Je m’en voudrais de ne pas laisser ici un lien vers le Réseau M, que j’apprécie tant.

Compter sur soi

Ou… je devrais peut-être écrire ne pas trop compter sur les autres. Ce que je veux dire ici, c’est que même si on est bien entouré, même si on dirige une équipe de feu, même si on pense que les astres sont alignés pour conquérir le marché… il y aura des déceptions, il y aura des départs et il y aura des mécontents. Quand la situation se corse, l’entrepreneur est souvent seul. Je ne prétends pas que c’est surprenant ou fâcheux, mais je pense que c’est important de le savoir et d’y être préparé.

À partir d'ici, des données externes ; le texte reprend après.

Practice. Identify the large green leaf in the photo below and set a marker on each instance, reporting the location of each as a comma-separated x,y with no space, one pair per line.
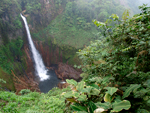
78,108
80,86
105,105
107,98
92,106
142,111
111,90
125,104
72,82
132,87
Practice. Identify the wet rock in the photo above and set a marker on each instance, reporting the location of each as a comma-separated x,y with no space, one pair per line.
65,71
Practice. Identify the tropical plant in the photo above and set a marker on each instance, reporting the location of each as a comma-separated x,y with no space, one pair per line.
117,66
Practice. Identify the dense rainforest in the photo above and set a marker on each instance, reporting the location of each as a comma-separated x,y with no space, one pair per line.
96,36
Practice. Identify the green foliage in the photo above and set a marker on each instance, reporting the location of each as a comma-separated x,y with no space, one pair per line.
10,53
2,81
118,65
33,102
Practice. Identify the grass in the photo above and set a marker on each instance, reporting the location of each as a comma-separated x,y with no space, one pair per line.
33,102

Au fil des années, j’ai pris l’habitude de réfléchir aux risques qui m’entourent et d’établir des scénarios dans ma tête pour y faire face. Quand une situation désagréable se présente, j’ai parfois un plan tout préparé. Et quand ce n’est pas le cas (on ne peut pas penser à tout) je suis entraîné à trouver des solutions, sans paniquer!

Choisir ses combats

Un conseil facile ici : savoir juger ce qui est important et ce qui ne l’est pas. Mettre ses énergies sur les batailles qu’on peut gagner, investir son temps à bouger les choses qui peuvent bouger. Il s’agit d’un conseil qui s’applique à plusieurs facettes de la vie, mais je pense que c’est spécialement important dans une vie d’entrepreneur. Important pour garder un certain équilibre et important pour garder le contrôle sur son niveau de stress. Combien de fois j’ai vu des entrepreneurs mettre beaucoup trop d’énergie sur les mauvais dossiers!

Avoir du fun

Dernier conseil et non le moindre : avoir du fun! Il faut avoir du plaisir dans sa vie d’entrepreneur. Pas tous les jours et à chaque minute, bien évidemment (et comme dans toutes les facettes de notre vie). Mais si la vie d’entrepreneur est trop stressante, qu’on est hors de notre zone de confort, qu’on ne dort plus et qu’on a peur de démolir sa vie personnelle, il est sans doute temps de changer les choses ou de carrément passer à autre chose. Personnellement, je trace un bilan très positif des 25 dernières années même si je me suis souvent posé la question à savoir si j’avais encore du fun. Quand j’ai eu l’impression que le plaisir pâlissait, j’ai effectué des virages pour me placer dans une situation qui me rendait heureux. Dans le fond, c’est exactement pour avoir ce privilège que j’ai choisi la vie d’entrepreneur.

L’ami Éric, dans les premiers bureaux de Mærix, en 2001

Alors voilà. On ne résume pas 25 ans en quelques paragraphes, mais si ce bout de texte participe à donner un coup de pouce à un entrepreneur et lui permettre d’éviter un nid de poule, ce sera mission accomplie. Je crois en l’entrepreneuriat, je l’aime passionnément et je suis convaincu que c’est dans le haut de la liste des meilleurs métiers du monde.

Et la prime, au bout de tous ces efforts? Ne le dites pas trop fort, mais j’en ai rencontré qui font beaucoup beaucoup d’argent… et ça ne semble pas être trop désagréable.